A afinidade não é o mais brilhante, mas o mais sutil, 
delicado e penetrante dos sentimentos. 
E o mais independente. 
Não importa o tempo, a ausência, os adiamentos, 
as distâncias, as impossibilidades. 
Quando há afinidade, qualquer reencontro 
retoma a relação, o diálogo, a conversa, o afeto 
no exato ponto em que foi interrompido. 

Afinidade é não haver tempo mediando a vida. 
É uma vitória do adivinhado sobre o real. 
Do subjetivo para o objetivo. 
Do permanente sobre o passageiro. 
Do básico sobre o superficial. 

Ter afinidade é muito raro. 
Mas quando existe não precisa de códigos 
verbais para se manifestar. 
Existia antes do conhecimento, 
irradia durante e permanece depois que 
as pessoas deixaram de estar juntas. 
O que você tem dificuldade de expressar 
a um não afim, sai simples e claro diante 
de alguém com quem você tem afinidade. 

Afinidade é ficar longe pensando parecido a 
respeito dos mesmos fatos que impressionam comovem ou mobilizam. 
É ficar conversando sem trocar palavras. 
É receber o que vem do outro com aceitação anterior ao entendimento...

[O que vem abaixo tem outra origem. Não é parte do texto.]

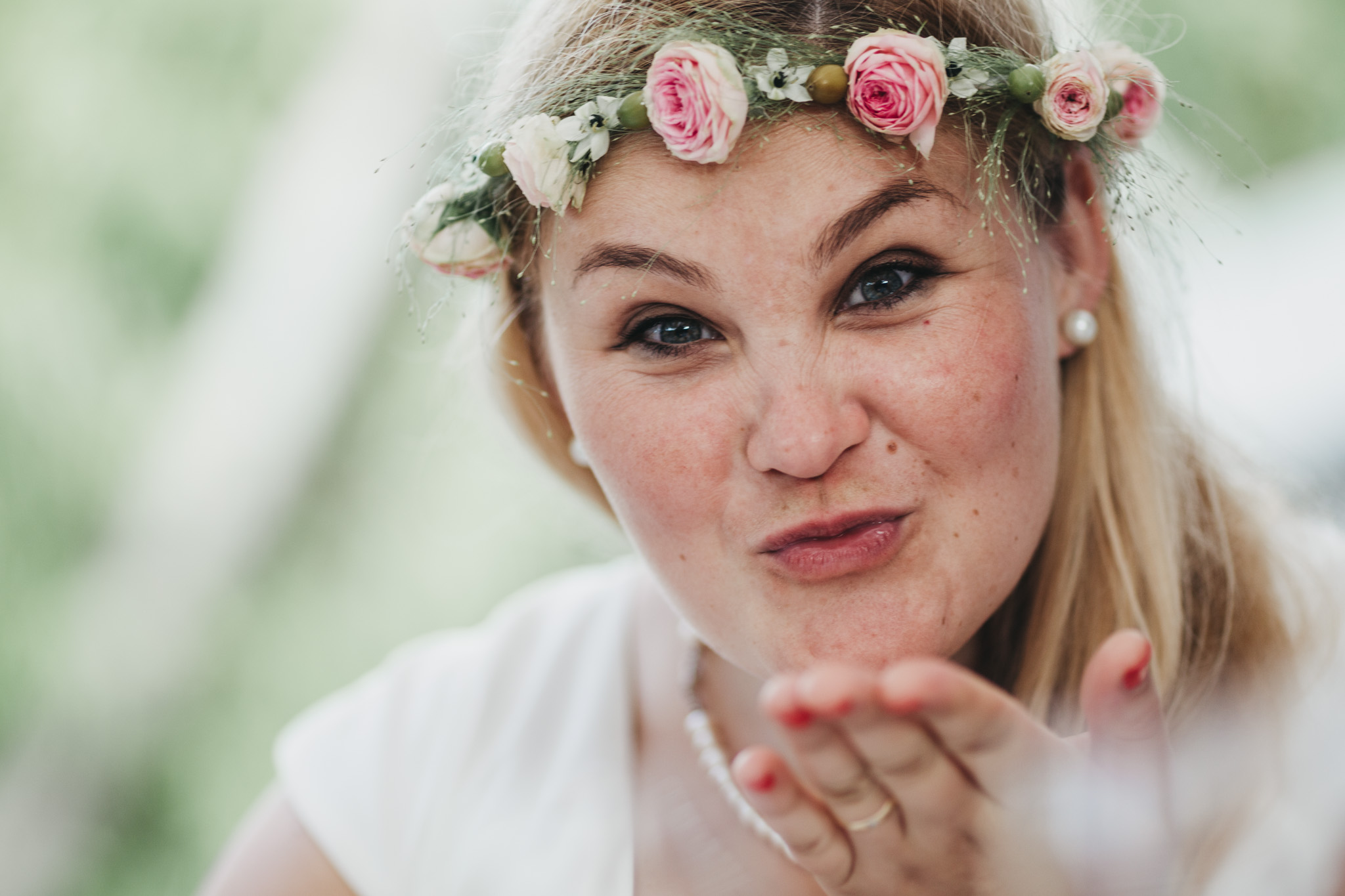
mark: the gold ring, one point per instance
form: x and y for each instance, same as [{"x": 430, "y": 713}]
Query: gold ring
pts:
[{"x": 872, "y": 821}]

Afinidade é sentir com. Nem sentir contra, 
nem sentir para, nem sentir por. 
Quanta gente ama loucamente, 
mas sente contra o ser amado. 
Quantos amam e sentem para o ser amado, 
não para eles próprios. 

Sentir com é não ter necessidade de explicar o que está sentindo. 
É olhar e perceber. 
É mais calar do que falar, ou, quando falar, 
jamais explicar: apenas afirmar. 

Afinidade é jamais sentir por. 
Quem sente por, confunde afinidade com masoquismo. 
Mas quem sente com, avalia sem se contaminar. 
Compreende sem ocupar o lugar do outro. 
Aceita para poder questionar. 
Quem não tem afinidade, questiona por não aceitar. 

Afinidade é ter perdas semelhantes e iguais esperanças. 
É conversar no silêncio, tanto das possibilidades exercidas, 
quanto das impossibilidades vividas. 

Afinidade é retomar a relação no ponto em que 
parou sem lamentar o tempo de separação. 
Porque tempo e separação nunca existiram. 
Foram apenas oportunidades dadas (tiradas) pela vida, 
para que a maturação comum pudesse se dar. 
E para que cada pessoa pudesse e possa ser, 
cada vez mais a expressão do outro sob a 
forma ampliada do eu individual aprimorado.